Cinderella marries Prince Charming. Aladdin weds Princess Jasmine. In 50 Shades of Grey, Ana falls for Christian. From bedtime stories to films, we are exposed to a repeated idea: that love, or at least lust, crosses class lines. In fiction, cross-class relationships either end in marriage and happily-ever-after, or else in dissolution and even death. But what happens in real life?
Last year, I set out to answer this question by interviewing college-educated men and women who had married partners from different class backgrounds, for my book The Power of the Past: Understanding Cross-Class Marriages. Not surprisingly, their relationships had little in common with the romances we see in the movies. Class had shaped each spouse so much that the people I interviewed had more in common with strangers.
Most of the time, couples’ recognition of their different pasts was acknowledged in little more than a comment about their father’s job or a lavish family vacation. Few people I spoke to reported having parents who plotted against their children’s relationships, or felt they were subject to social stigma for their cross-class relationship.
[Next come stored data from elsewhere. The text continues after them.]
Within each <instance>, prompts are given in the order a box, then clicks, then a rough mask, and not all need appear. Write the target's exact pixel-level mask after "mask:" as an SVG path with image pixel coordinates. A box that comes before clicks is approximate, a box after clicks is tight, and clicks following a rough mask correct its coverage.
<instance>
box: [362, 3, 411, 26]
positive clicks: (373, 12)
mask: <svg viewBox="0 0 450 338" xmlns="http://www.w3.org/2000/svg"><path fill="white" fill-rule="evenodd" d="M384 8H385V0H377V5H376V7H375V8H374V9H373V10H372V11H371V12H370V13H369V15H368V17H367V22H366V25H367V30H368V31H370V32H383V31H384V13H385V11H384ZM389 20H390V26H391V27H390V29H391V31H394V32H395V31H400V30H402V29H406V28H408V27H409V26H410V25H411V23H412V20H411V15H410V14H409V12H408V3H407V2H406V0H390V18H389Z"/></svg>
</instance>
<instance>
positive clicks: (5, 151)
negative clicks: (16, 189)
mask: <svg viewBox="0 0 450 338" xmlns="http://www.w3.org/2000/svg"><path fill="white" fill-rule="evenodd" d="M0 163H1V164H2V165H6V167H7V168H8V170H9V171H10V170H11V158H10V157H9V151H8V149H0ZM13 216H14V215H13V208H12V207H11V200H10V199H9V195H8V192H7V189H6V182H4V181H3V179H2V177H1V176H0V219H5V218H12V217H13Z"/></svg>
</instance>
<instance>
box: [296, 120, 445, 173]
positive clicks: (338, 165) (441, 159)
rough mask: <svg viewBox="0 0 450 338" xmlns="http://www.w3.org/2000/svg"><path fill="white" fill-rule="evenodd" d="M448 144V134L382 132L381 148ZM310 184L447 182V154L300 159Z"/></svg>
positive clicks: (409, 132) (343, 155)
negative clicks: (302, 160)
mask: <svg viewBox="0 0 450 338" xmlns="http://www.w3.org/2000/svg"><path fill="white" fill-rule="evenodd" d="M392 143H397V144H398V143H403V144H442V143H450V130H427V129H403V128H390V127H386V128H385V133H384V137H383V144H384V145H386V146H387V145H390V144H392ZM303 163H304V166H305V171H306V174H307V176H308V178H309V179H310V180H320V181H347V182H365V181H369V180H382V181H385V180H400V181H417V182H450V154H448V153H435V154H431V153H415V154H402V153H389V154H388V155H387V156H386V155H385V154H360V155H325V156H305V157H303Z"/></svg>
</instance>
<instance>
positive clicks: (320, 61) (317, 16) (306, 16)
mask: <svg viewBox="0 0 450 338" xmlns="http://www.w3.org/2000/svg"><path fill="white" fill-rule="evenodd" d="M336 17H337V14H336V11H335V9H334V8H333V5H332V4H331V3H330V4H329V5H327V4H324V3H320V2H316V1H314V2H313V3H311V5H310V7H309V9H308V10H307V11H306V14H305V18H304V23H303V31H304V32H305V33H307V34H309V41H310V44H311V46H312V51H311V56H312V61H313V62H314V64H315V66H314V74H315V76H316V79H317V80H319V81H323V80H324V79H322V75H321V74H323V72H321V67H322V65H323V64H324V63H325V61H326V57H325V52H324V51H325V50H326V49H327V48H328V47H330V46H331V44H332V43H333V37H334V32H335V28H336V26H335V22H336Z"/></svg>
In fact, it’s usually not until meeting their in-laws that the couples themselves tend to become aware of their differences: More privileged partners spoke of the shock of walking into a house with hundreds of crystal figurines or trying to eat spam with a smile. Less privileged partners told stories of mistaking a “night sail” for a “night sale,” puzzling over how to use a dishwasher, and taking note that their in-laws prefer the theater to the rodeo.